The bill also requires lenders operating within the state to perform loss mitigation as defined by the DFS prior to foreclosure, and “prevents lenders from prepaying mortgage insurance or tax liabilities,” the bill says.

These new requirements will be conditions that must be met prior to initiating a foreclosure action on a HECM loan and can be enforced by “providing triple damages and legal fees to prevailing plaintiffs,” the bill states.

RMD reached out to reverse mortgage service providers for comment on this new law, but representatives from each company declined, citing a need to further assess the potential impact of this development on their businesses.

New York’s recent history of reverse mortgages

Between late 2019 and mid-2020, New York law related to reverse mortgages changed rapidly. Last December, Cuomo signed far-reaching bill targeting so-called “fraudulent practices” urging reverse mortgage lenders to provide additional consumer protection material while placing additional restrictions on lenders on paying insurance premiums and property taxes.

The passage of this bill and ongoing compliance issues temporarily paused the reverse mortgage business in the New York area as lenders worried about how best to understand the impact the new regulations would have on business. A month later, the origins were largely resumed in New York.

Governor Cuomo, former HUD secretary

As governor, Cuomo is likely more familiar with the HECM program than many of his counterparts in other states, having served as HUD secretary during President Bill Clinton’s second term from 1997 to 2001.
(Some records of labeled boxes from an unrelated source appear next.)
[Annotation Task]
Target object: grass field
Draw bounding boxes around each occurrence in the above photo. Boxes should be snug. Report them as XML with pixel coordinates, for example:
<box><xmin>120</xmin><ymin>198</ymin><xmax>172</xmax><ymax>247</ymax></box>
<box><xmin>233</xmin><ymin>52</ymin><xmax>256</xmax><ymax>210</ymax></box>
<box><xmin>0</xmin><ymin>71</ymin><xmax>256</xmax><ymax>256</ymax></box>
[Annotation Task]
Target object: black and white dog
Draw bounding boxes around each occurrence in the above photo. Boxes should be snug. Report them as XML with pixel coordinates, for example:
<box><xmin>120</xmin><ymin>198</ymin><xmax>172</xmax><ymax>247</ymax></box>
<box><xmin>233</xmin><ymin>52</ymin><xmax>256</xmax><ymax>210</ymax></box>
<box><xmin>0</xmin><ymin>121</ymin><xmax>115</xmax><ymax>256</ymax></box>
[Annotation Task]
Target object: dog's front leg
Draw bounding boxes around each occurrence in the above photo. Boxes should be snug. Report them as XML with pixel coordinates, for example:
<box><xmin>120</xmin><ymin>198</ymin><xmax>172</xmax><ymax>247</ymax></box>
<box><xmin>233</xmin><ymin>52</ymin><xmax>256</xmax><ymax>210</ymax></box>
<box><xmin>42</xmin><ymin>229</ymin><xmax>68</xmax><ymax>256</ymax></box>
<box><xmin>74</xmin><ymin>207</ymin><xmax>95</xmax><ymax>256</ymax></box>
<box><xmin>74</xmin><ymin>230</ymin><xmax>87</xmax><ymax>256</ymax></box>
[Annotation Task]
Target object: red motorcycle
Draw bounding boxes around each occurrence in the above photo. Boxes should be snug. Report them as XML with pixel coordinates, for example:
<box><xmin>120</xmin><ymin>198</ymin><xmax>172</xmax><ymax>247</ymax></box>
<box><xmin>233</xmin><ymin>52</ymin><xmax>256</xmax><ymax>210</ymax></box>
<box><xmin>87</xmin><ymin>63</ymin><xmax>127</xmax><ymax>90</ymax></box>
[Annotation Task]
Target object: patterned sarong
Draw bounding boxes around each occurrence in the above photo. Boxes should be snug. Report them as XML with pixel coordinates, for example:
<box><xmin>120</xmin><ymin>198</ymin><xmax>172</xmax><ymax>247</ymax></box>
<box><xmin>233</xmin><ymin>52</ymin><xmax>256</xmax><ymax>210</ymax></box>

In 2000, then-FHA Commissioner William Apgar for the Senate Subcommittee on Housing and Transportation described the success of the HECM program at the time and described how Clinton’s HUD, under Cuomo’s leadership, prepared a number of “enhancements” to the program. including an increase in the issuing fee to encourage more lenders to enter the room.

Read the text of the recently signed bill in the New York State Senate.